There was a time when the US dollar used to dominate global reserve shares. Nearly all major economies had abundant USD shares, with the American currency enjoying exclusive perks of being the “only” currency that held major power over its peers and competitors. However, with time, the constant weaponization of the dollar, coupled with the recent tariff overhauls, has degraded the USD’s global reserve value. With the American currency facing extreme volatility and fluctuations, major economies have now switched to gold and other currency alternatives to safeguard investments, ditching the dollar in the process.
2. Weakening Faith in the US Dollar


Several countries have labelled the USD as a tool of destruction, as it’s been heavily weaponized in recent times. The US’s ability to sanction nations has been widely criticized, which has further led investors to question the US dollar’s stance and its position in the global financial system.
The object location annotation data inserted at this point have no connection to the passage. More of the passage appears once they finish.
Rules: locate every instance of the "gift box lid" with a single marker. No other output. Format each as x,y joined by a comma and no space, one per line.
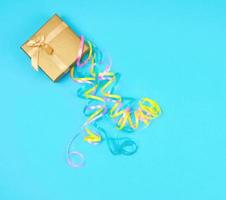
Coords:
54,48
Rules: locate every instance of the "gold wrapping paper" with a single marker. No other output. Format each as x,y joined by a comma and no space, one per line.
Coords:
53,48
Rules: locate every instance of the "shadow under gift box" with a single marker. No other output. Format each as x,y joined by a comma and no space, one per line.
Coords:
54,48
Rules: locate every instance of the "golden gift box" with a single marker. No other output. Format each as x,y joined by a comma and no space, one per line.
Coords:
53,48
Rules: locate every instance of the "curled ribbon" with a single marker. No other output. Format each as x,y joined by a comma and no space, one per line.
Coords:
98,88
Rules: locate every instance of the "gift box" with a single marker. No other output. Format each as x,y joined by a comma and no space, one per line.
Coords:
53,48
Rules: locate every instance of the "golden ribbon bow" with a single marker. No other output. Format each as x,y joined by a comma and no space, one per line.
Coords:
38,44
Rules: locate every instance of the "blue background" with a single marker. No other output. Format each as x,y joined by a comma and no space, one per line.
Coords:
171,51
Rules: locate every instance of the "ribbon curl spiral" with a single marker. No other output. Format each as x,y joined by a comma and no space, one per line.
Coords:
98,88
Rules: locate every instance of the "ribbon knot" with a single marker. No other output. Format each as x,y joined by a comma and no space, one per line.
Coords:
37,44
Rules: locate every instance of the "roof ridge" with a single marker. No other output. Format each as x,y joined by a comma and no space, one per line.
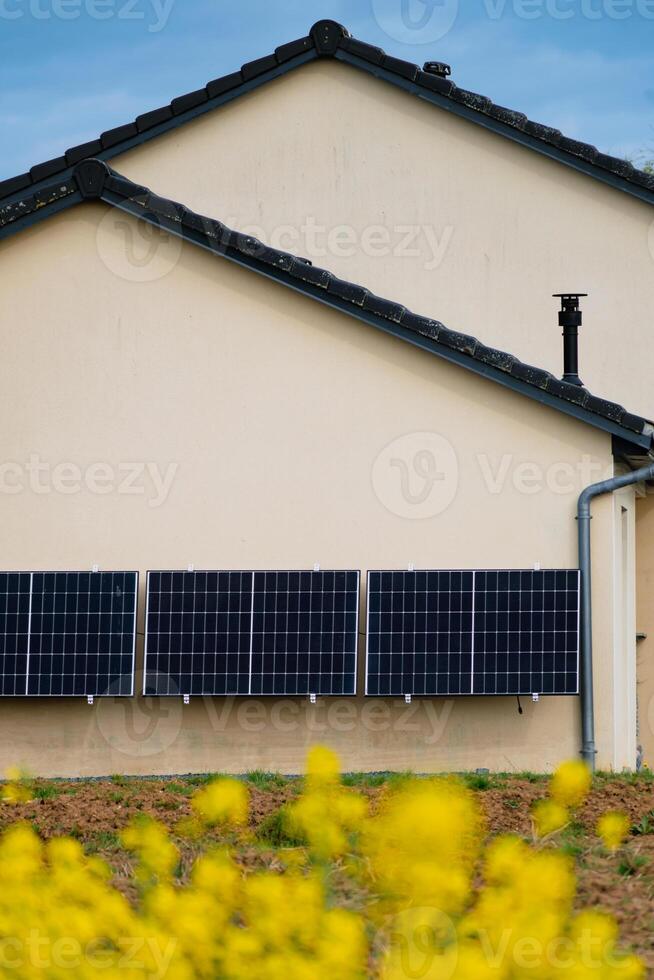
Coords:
327,38
96,180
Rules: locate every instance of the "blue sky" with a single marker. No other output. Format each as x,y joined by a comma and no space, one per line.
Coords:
72,68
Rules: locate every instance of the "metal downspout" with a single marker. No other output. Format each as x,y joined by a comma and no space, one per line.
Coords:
588,750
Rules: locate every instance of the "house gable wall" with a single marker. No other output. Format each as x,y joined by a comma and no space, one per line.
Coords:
283,422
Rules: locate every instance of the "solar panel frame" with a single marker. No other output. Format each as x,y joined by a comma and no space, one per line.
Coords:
16,631
256,686
113,685
430,647
192,688
317,687
570,685
559,624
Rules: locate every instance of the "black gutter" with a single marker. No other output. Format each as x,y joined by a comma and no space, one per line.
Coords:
355,301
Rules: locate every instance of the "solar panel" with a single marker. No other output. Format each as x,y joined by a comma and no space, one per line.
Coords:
526,632
251,632
198,627
489,632
67,633
419,633
14,631
305,632
82,633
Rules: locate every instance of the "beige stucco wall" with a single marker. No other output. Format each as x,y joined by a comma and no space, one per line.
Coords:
326,161
283,422
645,624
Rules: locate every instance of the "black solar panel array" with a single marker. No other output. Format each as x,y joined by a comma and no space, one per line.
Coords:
68,633
473,632
251,632
435,632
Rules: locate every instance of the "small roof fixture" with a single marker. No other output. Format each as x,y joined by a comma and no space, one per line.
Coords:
437,68
570,317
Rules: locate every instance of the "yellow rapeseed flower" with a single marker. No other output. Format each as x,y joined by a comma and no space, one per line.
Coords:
571,783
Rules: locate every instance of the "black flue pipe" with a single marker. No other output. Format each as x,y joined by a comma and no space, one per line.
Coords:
570,317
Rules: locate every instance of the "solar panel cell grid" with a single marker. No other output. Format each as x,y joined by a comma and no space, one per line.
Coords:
251,632
526,632
198,633
304,632
473,632
419,633
82,633
14,631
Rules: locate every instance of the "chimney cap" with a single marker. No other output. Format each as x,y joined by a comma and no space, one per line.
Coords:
437,68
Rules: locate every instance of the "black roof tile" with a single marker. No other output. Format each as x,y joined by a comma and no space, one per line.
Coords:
294,48
434,83
458,341
471,99
328,39
545,133
258,67
422,325
355,298
361,49
153,118
225,84
77,153
190,101
584,150
348,290
44,170
404,68
14,184
117,135
509,116
384,308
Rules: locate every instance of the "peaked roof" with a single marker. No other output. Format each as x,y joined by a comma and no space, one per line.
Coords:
95,180
328,39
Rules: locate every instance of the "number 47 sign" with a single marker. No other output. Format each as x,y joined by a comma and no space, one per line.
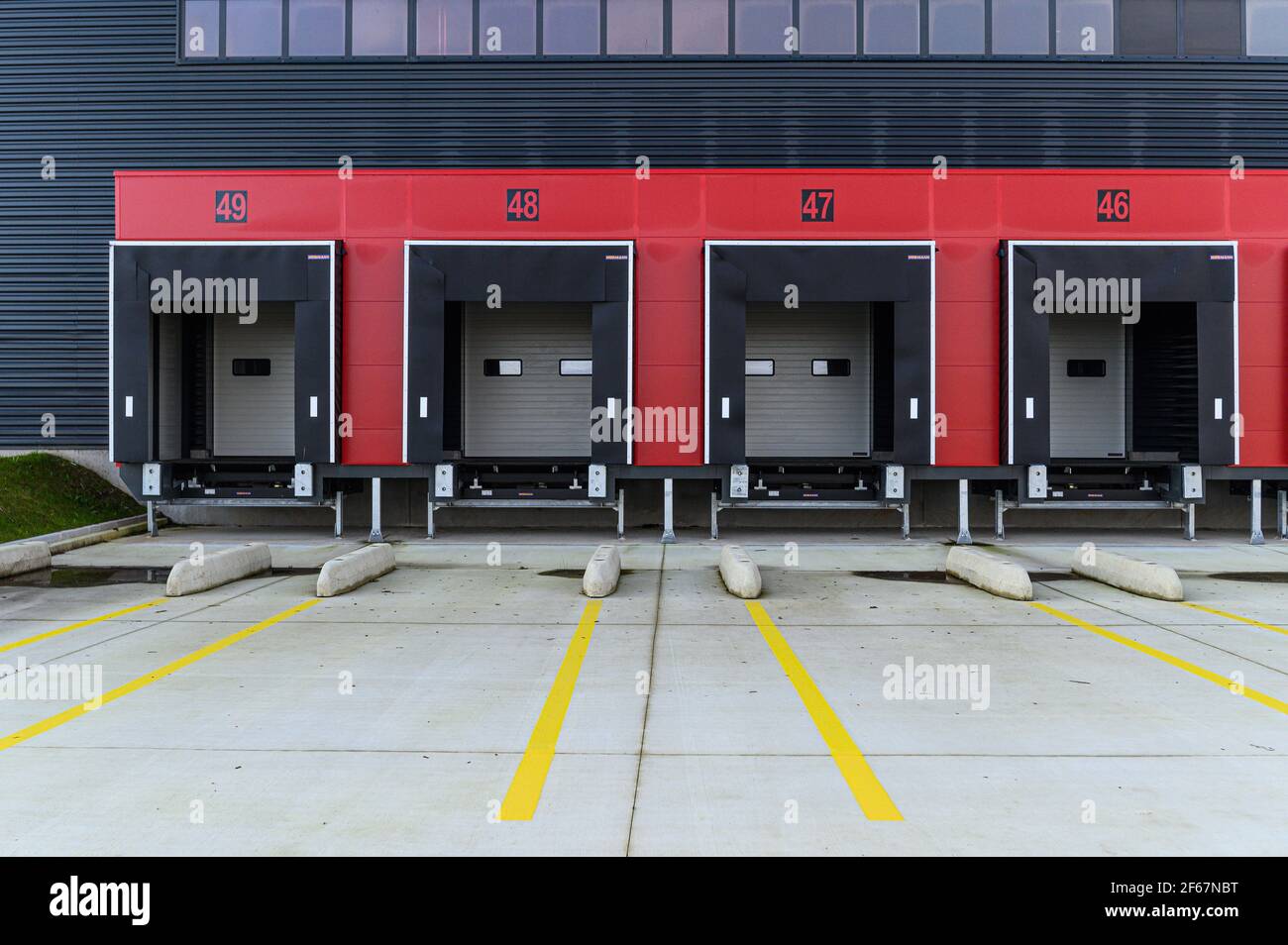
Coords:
818,206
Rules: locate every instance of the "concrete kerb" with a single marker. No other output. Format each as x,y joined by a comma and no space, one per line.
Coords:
603,572
1146,578
356,568
990,574
24,557
218,568
739,574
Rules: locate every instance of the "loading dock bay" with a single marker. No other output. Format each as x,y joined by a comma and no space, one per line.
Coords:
430,711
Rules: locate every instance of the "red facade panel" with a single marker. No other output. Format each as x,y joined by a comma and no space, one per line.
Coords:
670,213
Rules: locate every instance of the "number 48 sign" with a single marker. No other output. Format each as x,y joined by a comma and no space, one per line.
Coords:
522,205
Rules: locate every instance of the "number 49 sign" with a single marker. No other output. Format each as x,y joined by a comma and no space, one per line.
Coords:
231,206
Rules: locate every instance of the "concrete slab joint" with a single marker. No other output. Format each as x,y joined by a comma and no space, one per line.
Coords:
352,571
192,576
18,559
739,574
603,572
990,574
1146,578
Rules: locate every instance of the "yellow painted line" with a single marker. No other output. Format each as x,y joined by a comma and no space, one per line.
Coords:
77,626
520,799
1235,617
867,789
1224,682
168,669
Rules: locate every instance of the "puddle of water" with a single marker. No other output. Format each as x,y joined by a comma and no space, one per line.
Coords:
1260,577
926,577
938,577
574,574
102,577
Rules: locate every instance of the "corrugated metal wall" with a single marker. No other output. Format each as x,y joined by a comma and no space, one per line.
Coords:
95,86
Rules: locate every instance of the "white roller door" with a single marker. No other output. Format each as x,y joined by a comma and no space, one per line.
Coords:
1089,382
798,412
254,415
522,406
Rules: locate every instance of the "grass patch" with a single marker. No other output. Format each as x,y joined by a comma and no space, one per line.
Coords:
42,493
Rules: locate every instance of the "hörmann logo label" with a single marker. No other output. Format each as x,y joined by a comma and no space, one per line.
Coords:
1096,296
73,897
192,296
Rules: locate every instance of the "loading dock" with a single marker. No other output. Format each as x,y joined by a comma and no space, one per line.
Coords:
516,370
1121,366
819,361
224,369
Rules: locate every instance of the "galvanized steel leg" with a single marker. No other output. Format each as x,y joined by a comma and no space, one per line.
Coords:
964,512
1257,538
668,511
375,512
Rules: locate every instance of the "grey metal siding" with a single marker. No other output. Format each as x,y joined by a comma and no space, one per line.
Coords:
795,413
95,86
539,413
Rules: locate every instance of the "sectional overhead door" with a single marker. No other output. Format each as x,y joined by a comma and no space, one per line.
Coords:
809,381
526,382
884,288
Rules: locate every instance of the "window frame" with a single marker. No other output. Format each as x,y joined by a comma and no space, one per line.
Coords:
222,58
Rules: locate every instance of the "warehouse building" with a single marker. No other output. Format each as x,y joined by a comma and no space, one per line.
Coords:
872,257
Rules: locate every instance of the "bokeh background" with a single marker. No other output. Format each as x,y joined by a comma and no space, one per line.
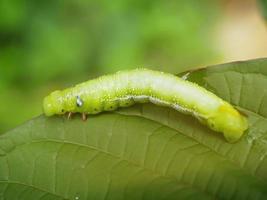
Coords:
53,44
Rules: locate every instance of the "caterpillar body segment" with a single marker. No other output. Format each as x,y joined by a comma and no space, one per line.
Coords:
126,88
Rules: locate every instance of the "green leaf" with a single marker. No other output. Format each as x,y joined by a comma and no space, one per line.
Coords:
145,151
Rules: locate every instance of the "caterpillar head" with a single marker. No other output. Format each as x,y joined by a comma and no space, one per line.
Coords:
228,121
53,104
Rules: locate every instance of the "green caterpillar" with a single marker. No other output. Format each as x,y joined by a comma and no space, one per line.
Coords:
126,88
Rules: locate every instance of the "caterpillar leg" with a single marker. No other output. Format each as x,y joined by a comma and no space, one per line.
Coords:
84,117
69,115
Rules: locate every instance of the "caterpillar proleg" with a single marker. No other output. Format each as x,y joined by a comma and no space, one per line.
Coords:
126,88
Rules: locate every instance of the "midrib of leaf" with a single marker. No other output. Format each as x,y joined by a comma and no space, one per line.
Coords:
199,134
157,173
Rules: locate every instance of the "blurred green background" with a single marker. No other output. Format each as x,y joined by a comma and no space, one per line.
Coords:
53,44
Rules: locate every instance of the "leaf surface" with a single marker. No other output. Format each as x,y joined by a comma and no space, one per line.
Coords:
145,151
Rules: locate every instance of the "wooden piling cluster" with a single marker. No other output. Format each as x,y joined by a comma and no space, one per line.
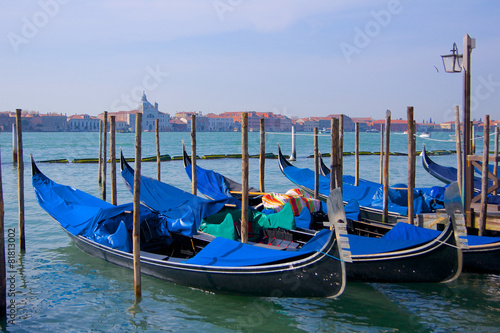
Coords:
158,156
112,154
356,154
262,155
194,179
459,149
136,233
3,273
484,178
104,159
20,177
316,164
385,209
244,173
411,163
334,152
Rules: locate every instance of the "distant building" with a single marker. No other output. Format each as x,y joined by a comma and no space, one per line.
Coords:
125,120
83,123
217,123
6,121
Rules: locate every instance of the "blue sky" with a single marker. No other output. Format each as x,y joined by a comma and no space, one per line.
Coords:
298,58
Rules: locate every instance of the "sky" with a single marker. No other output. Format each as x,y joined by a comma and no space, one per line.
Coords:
297,58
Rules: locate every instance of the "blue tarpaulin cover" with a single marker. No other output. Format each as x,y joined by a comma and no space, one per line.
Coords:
225,252
367,194
400,237
211,183
85,215
184,210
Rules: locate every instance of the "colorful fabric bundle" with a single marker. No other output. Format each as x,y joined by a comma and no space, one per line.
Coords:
297,198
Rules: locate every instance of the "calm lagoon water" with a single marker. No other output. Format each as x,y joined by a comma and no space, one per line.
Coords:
60,288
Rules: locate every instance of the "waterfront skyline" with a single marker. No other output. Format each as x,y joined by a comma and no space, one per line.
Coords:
298,58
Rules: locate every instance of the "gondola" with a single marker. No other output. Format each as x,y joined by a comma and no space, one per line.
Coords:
482,255
446,174
198,260
404,254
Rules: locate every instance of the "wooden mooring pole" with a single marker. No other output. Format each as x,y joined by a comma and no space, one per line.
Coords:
99,177
385,211
194,179
112,155
20,177
158,156
411,163
334,151
104,153
316,164
381,154
356,154
458,141
495,154
14,143
293,156
484,178
262,155
136,234
244,183
340,162
3,275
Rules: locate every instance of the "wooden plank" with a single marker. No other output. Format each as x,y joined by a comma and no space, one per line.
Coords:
262,155
112,154
244,183
158,155
385,208
316,164
484,178
136,233
194,178
20,177
104,159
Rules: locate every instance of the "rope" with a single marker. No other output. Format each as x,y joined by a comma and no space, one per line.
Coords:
329,255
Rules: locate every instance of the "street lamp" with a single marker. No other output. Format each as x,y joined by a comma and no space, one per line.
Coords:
453,62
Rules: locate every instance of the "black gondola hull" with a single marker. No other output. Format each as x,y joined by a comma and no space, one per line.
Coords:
439,260
318,275
482,259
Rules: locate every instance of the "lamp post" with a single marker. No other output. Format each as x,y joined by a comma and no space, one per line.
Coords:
454,63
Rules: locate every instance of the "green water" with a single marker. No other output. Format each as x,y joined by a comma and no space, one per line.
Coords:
60,288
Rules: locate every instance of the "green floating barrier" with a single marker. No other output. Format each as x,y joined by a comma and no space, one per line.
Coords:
211,157
55,161
165,157
85,160
267,155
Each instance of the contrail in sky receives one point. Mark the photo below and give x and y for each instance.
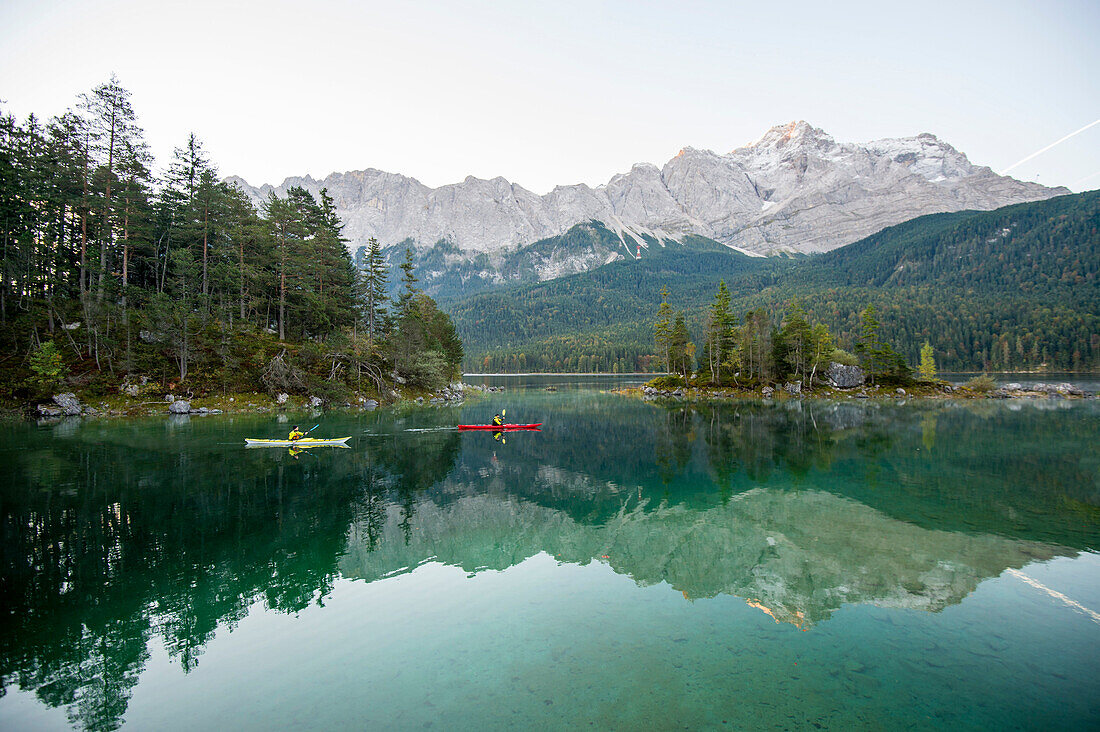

“Critics of U.S. sanctions contend that the U.S. has ‘weaponized the dollar.” Especially when the U.S. imposes sanctions without the support of its allies and partners. In China and China-aligned countries like Russia. Leaders aspire to bank and trade in their own currencies away from the watchful eyes of Uncle Sam.” As stated in Brookings.
3. Persistent Rate Cuts and Currency Fall


The USD is also susceptible to fluctuations caused by persistent FED rate cuts. The Federal Reserve’s future rate cut trajectories have often impacted the US dollar in a negative sense, making dollar-denominated assets appear less lucrative to investors globally. This has also prompted the USD to note a gradual decline, with investors rummaging for sturdier assets to invest in the long haul.